However, if any conscientious reader desires to find reasons for the faith that is in him, let him betake himself to Grey-l’Abbaye. There he will be informed about the existence of Professor Lerne and his habits. For my part I have not got the leisure for that, but I entreat any one who may undertake the search to let me know the truth, being myself very desirous of getting to the bottom of the question whether the following tale is a mystification of Cardaillac’s, or was really typed out by a clairvoyant table.
CHAPTER I
NOCTURNE
The first Sunday in June was drawing to a close. The shadow of the motor-car was fleeting on ahead of me and getting longer every moment.
Ever since the morning, people had been looking at me with anxious faces as I passed, just as one looks at a scene in a melodrama. With my leather helmet which gave me the look of a bald skull, my glasses like port-holes, or the eye-sockets of a skeleton, and my body clothed in tanned skin, I must have seemed to them some queer seal from the nether regions, or one of St. Anthony’s demons, fleeing from the sunlight towards the night, in order to enter therein.
And to tell the truth, I had almost a soul like that of one of the Lost; for such is the soul of a solitary traveler who has been for seven hours at a stretch on a racing-car. His spirit has something like a nightmare in it; in place of thought, an obsession is settled there. Mine was a little peremptory phrase—“Come alone, and give notice”—which, like a tenacious goblin, worried my lonely mind, overstrained as it was with joltings and speed.

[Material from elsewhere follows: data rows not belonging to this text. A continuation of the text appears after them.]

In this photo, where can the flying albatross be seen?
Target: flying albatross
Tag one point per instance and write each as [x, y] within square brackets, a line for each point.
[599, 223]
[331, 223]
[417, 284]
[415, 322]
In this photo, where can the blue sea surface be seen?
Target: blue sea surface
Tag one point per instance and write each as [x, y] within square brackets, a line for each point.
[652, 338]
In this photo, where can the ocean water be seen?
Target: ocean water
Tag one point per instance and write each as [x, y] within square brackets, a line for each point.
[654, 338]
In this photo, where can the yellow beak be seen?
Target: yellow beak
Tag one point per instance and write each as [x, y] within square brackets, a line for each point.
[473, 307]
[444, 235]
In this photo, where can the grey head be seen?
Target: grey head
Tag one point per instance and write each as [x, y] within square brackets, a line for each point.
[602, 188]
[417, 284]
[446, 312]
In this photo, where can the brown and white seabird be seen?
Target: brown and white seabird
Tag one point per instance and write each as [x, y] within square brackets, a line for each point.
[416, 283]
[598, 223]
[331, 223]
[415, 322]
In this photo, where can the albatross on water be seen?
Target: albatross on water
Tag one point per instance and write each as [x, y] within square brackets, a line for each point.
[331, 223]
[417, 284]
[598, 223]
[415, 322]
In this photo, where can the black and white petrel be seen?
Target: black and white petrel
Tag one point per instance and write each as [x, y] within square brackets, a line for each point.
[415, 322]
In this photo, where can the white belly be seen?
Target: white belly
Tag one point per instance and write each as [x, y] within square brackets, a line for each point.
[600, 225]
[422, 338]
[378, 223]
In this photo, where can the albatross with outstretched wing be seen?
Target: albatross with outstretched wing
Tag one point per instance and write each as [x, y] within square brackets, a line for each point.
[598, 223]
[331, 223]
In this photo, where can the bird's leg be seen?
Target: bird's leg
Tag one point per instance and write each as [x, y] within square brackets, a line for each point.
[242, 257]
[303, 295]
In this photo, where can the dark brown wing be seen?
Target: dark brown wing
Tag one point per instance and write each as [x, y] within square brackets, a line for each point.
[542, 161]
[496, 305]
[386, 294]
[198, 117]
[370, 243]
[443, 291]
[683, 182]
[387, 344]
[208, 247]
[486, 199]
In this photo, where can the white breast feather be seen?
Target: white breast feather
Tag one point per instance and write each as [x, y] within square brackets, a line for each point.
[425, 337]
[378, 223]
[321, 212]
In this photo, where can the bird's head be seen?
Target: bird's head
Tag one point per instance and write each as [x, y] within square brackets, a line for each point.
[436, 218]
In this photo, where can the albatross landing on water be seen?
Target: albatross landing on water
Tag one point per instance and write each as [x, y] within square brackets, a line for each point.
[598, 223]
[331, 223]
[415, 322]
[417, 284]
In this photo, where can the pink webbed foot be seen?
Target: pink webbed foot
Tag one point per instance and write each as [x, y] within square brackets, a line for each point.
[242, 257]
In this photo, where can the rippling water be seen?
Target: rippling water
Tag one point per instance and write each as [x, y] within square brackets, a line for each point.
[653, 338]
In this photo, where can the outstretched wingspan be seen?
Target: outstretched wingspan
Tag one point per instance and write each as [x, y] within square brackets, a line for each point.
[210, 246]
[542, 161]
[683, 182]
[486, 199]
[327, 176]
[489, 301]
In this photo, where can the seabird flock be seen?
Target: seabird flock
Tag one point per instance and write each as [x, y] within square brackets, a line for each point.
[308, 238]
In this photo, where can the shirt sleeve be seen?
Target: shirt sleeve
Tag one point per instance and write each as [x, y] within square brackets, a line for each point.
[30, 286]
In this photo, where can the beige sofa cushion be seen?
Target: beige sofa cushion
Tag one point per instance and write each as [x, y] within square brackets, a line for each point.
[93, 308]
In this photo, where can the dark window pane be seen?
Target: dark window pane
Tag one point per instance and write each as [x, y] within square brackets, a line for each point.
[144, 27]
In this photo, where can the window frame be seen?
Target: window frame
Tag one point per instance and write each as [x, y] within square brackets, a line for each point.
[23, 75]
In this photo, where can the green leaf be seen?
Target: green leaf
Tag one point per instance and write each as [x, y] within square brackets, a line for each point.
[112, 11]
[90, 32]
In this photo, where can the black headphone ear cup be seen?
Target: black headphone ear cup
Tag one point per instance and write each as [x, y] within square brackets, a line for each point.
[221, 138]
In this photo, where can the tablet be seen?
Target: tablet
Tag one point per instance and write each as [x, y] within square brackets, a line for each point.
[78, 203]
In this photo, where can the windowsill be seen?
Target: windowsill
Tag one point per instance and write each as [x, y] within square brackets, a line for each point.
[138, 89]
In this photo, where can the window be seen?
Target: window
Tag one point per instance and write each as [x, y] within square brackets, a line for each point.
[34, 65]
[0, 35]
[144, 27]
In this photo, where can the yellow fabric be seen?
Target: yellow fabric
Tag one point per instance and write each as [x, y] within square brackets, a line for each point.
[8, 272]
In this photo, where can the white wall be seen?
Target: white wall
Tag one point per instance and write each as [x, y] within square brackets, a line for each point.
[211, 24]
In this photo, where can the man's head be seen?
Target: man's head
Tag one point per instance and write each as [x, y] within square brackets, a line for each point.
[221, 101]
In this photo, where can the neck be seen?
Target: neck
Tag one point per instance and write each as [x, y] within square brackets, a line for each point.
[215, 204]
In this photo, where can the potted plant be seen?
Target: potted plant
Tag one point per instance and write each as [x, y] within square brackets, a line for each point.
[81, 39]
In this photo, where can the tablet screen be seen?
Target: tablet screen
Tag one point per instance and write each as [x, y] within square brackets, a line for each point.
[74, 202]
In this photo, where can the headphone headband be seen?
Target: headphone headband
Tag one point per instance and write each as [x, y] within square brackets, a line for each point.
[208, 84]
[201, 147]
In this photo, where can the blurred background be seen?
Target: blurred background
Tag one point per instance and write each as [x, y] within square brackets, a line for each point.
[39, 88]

And yet this strange injunction “come alone and give notice,” doubly underlined by my Uncle Lerne in his letter, had not at first struck me excessively. But now that I was obeying it—being alone and having given notice—and rolling along towards the Castle of Fonval, the inexplicable command insisted, so to speak, on displaying all its strangeness. My eyes began to see the fateful expression everywhere, and my ears made it sound in every noise in spite of my efforts to drive away the fixed idea. If I wanted to know the name of a village, the sign-post announced “Come alone”; “Give notice” followed in the wake of a bird’s flight, and the engine, unresting and exasperating, repeated thousands and thousands of times: “Come alone, come alone, come alone, give notice, give notice, give notice.” Then I began to ask myself the wherefore of this wish of my uncle, and not being able to find the reason, I ardently longed for the arrival which should solve the mystery, less curious in reality about the doubtless commonplace answer, than exasperated by so despotic a question.

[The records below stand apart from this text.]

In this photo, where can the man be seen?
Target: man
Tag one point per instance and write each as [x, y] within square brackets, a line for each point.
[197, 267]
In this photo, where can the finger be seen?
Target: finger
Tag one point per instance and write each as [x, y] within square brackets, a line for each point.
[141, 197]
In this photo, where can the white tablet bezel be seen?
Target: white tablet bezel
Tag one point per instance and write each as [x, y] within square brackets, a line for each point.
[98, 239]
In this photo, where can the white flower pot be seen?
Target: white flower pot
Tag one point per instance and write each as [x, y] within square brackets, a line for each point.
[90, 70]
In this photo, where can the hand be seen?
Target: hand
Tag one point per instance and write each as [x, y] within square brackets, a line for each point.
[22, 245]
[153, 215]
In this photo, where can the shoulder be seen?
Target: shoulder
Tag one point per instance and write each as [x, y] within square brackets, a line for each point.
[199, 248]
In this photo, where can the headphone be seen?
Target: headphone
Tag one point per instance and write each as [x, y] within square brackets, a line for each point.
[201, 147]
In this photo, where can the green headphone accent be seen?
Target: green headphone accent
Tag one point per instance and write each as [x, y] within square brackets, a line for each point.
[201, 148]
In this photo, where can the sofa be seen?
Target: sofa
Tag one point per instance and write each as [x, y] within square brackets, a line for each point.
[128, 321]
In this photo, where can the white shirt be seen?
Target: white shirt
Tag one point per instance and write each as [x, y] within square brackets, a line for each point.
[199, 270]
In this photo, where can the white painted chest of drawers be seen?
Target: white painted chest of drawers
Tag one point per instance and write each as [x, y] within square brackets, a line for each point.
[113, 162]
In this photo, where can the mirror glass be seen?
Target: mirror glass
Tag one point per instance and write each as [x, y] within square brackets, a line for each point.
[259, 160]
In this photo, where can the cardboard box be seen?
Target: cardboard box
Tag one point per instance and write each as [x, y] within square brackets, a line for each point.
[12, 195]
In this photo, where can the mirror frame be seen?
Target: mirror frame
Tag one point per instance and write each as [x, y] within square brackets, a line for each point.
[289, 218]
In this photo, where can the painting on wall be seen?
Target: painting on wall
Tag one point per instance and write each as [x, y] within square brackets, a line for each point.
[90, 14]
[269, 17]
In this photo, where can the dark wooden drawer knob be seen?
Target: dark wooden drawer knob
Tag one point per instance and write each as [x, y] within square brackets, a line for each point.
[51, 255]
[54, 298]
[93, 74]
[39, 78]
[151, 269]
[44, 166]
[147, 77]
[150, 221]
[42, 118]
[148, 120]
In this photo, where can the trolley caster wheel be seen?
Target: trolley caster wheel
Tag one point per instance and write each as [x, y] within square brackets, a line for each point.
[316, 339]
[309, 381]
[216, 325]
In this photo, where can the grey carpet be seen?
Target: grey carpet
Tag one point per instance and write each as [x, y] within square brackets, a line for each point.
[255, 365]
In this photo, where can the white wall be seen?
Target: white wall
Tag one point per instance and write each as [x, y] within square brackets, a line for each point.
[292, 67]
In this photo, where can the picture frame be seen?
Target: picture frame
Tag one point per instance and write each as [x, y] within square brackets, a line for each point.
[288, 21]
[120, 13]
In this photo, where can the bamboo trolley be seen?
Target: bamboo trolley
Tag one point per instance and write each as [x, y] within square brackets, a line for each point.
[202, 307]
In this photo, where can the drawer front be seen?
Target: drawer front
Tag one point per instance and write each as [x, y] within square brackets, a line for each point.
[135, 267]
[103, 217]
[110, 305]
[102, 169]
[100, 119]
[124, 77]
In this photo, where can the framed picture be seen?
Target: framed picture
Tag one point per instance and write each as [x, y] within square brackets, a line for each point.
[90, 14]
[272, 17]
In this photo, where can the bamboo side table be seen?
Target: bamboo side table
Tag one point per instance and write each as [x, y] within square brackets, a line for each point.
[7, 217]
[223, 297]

Fortunately I was drawing near, and the country growing more and more familiar spoke so clearly of the old days, that the haunting question relaxed its insistence. The town of Nanthel, populous and busy, detained me, but on coming out of the suburbs I at last perceived, like a vague and very distant cloud, the heights of the Ardennes Mountains.

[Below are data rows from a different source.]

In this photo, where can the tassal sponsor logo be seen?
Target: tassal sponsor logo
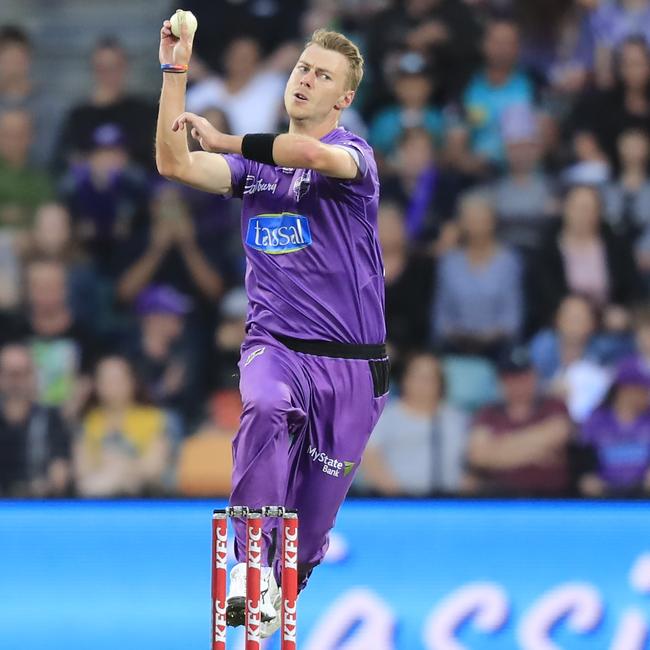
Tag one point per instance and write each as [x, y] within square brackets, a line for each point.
[278, 234]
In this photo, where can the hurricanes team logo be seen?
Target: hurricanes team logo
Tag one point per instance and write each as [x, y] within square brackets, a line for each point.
[301, 184]
[254, 354]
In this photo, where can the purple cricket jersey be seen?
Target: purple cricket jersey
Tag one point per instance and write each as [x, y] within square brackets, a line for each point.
[313, 263]
[623, 448]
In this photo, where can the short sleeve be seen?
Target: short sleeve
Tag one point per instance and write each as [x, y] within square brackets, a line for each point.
[366, 184]
[239, 168]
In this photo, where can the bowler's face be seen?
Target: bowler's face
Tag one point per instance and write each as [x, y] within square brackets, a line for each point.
[318, 84]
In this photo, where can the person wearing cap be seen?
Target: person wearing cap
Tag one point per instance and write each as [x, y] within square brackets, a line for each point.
[524, 197]
[477, 146]
[106, 195]
[109, 102]
[520, 446]
[161, 355]
[619, 433]
[412, 88]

Evening draws on. Desiring to reach the goal before night I open out to the full. The car hums, and under it the road is engulfed in a whirl; it seems to enter the car to be rolled up in it, as the yards of ribbon roll themselves up on a reel. Speed makes its hurricane wind whistle in my ears; a swarm of mosquitoes riddle my face like small shot, and all sorts of little creatures patter on my goggles.